PR had to be stopped in three patients (n = 1 pneumothorax, n = 1 acute worsening of dyspnea, and n = 1 pleural effusion) who needed to be transferred to an acute hospital. We interpret these events to be part of the natural course of the disease rather than to be related to any intervention during PR. In general, PR and in particular exercise training were regarded as feasible and safe in patients with advanced LAM.

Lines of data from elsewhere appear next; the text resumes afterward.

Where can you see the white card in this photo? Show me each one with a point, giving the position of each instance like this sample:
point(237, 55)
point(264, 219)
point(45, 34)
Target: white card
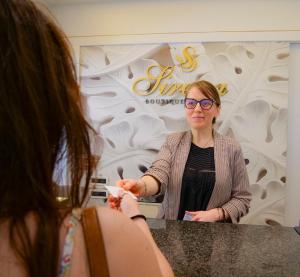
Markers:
point(114, 191)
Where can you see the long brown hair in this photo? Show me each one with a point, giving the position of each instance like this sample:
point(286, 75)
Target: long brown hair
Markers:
point(40, 122)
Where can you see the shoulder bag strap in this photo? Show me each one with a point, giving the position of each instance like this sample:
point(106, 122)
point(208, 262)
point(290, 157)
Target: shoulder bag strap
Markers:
point(94, 243)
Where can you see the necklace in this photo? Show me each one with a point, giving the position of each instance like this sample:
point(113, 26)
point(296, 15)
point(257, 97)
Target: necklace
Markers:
point(206, 144)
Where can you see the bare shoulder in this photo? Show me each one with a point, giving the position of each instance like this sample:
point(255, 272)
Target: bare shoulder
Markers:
point(128, 250)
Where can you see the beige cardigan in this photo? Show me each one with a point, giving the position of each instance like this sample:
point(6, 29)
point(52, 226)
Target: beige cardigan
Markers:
point(231, 190)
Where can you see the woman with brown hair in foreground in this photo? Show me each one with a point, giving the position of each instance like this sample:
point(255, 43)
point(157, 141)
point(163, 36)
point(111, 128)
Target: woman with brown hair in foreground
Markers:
point(40, 122)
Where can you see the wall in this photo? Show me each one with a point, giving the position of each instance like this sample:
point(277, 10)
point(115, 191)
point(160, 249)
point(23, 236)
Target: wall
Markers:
point(205, 20)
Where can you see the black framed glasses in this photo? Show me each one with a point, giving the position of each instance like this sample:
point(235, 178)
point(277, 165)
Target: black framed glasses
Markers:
point(205, 104)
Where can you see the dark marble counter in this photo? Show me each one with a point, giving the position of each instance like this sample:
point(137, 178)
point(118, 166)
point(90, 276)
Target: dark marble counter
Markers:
point(223, 249)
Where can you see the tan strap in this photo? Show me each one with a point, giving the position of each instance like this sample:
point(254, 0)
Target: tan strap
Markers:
point(94, 243)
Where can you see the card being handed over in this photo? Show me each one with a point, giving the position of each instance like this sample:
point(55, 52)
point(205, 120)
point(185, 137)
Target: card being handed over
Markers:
point(115, 191)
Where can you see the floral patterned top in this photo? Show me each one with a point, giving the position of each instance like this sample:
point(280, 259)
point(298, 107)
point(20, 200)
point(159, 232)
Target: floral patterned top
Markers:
point(72, 224)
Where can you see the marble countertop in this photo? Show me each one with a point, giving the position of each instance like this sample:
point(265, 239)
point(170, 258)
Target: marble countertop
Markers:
point(223, 249)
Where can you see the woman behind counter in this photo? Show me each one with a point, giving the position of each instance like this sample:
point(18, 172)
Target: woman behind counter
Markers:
point(201, 173)
point(40, 117)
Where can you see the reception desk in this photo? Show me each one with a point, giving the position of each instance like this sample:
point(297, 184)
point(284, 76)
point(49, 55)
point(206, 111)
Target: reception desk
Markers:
point(223, 249)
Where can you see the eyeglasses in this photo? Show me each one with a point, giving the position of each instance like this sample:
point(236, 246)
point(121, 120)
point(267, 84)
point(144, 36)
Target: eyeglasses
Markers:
point(205, 104)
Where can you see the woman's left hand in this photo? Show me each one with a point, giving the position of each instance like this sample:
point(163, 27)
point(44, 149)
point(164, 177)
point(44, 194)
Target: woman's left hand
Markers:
point(205, 216)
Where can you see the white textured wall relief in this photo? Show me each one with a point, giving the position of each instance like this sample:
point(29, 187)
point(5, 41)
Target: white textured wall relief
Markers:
point(134, 120)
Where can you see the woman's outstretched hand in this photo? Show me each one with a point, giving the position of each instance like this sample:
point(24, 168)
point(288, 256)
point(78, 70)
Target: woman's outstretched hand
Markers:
point(205, 216)
point(127, 184)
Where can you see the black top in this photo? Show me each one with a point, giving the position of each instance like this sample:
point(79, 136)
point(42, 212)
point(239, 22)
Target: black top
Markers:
point(198, 180)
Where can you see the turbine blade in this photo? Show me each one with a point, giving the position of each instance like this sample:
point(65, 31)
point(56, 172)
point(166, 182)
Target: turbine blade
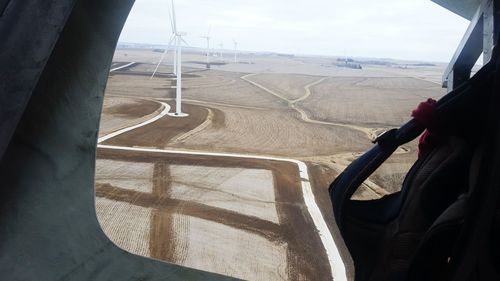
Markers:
point(173, 17)
point(171, 20)
point(162, 56)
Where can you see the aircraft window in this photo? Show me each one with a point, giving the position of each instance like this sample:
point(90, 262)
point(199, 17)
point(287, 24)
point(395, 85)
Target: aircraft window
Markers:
point(225, 122)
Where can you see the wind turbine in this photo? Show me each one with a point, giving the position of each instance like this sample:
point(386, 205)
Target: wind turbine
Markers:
point(235, 51)
point(177, 39)
point(208, 45)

Our study has some limitations. First, the COPD comparison group was significantly older, since not sufficient young COPD patients with severe airflow limitation were available. Second, data was collected using a retrospective study design over an observational period of two decades which is a rather long period given the fact that LAM is an orphan disease and medical treatment with mTOR inhibitors might have induced a bias during the last decade of our data collection. However, we could not identify any variability of PR effects over time.

Conclusion

This study investigated the effects of PR in LAM. We found significant and clinically relevant improvements in exercise performance and quality of life following PR. Based on our systematic analyses of available data we recommend PR as a treatment option also for patients with LAM - a rare disease without many therapeutic options.